If ChatGPT effectively read Reddit (or, rather, web-pages that Reddit users mentioned) to build up its LLM of the world, then it 'sampling' conceptual information from many people who might consider (indeed, websites often do assert) their literal output as copyright, but the point is that it's much the same as ChatGPT being like a user who reports that they think that they recall once having heard something (often quite distorted, and at least sometimes plain wrong due to no contextual understanding beyond what words often sit near to what other words, albeit cleverly so), rather than straight out going out and pasting what some source says and claiming it as its own 'thoughts' (or doing what happened with the Shetland Times and Shetland News, and probably still happens plenty today). It is so unable to directly cite sources that, if effectively asked to provide citations, it constructs something that looks sufficiently citation-like but isn't actually a practical one at all. (If such a chatbot were additionally required to provide its true sources for everything it spewed out, then it'd be hard to do less than narrow it down to thousands of 'sources' for how it constructed a hundred-word output, and much of that would be more to do with why it did/did not make use of the Oxford Comma or go with its choice of "isn't"/"is not". The fact there is expected to be board-cordinates of a certain form in a chess-question's answer is nothing that can be claimed to be an Intellectual Property, and much of the rest of the output is just a glorified Markovian chain that reflects statistically what words should be returned given any particular query.

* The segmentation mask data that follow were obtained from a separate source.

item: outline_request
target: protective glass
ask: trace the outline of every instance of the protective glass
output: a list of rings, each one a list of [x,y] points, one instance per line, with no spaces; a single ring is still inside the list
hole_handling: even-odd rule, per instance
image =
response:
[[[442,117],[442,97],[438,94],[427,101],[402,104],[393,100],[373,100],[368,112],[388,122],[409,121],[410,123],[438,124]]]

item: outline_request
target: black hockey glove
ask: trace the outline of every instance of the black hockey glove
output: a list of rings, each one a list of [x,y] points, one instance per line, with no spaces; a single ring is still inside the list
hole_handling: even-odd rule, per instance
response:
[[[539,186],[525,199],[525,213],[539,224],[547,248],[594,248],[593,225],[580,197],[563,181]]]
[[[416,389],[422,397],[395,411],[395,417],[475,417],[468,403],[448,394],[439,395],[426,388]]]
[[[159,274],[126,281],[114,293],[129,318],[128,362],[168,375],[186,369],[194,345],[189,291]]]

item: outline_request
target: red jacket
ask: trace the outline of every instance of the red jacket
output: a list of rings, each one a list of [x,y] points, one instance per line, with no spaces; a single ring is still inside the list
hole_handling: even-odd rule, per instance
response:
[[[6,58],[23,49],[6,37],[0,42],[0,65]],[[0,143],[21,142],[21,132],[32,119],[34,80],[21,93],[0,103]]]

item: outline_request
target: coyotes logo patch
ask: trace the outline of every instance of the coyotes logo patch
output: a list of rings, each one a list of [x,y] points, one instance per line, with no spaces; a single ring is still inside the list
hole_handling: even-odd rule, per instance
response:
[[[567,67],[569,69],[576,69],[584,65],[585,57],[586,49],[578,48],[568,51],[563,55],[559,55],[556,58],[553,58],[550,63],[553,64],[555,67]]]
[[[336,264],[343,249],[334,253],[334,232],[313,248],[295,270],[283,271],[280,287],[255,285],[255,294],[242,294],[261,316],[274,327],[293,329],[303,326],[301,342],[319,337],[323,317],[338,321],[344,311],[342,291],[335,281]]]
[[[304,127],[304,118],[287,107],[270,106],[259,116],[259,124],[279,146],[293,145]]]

A 'popBot' might similarly have the experience (compressed) of having heard every week's Top 40 blare out of the radio for a number of decades, which does not in itself pose a copyright issue. And it isn't using didetic recall/replay of any of those songs to perform any actual identifiable non-original works. (The "Liam Gallagher" voice in the 'AIsis' song is a separate issue, in the lines of DeepFake, but of dubious prior coverage when it comes to performance rights.)


All of which is to say that there may be issues (like with on-demand re-release of classic TV/radio content, the available sources might or might not be effectively licenced/denied for use in a situation which wasn't even considered by anyone, decades ago, in ways that technically may need untangling/renegotiating) with exactly how the corpus was 'fed', but we can't just assume that it was an illegal torrent-dump or bootlegging operation. From then on, is the dissassembly and reassembly into a new product really something that would have a George Harrison/Chiffons case to answer? Not as far as the AI is concerned, and its 'parents' may be able to successfully argue not. If only because it would shut out much non-'copying' technical processes. But these are the things that lawyers may be making money (and/or reputations) over, as times pass. At least until there are fully-accredited AI lawyers!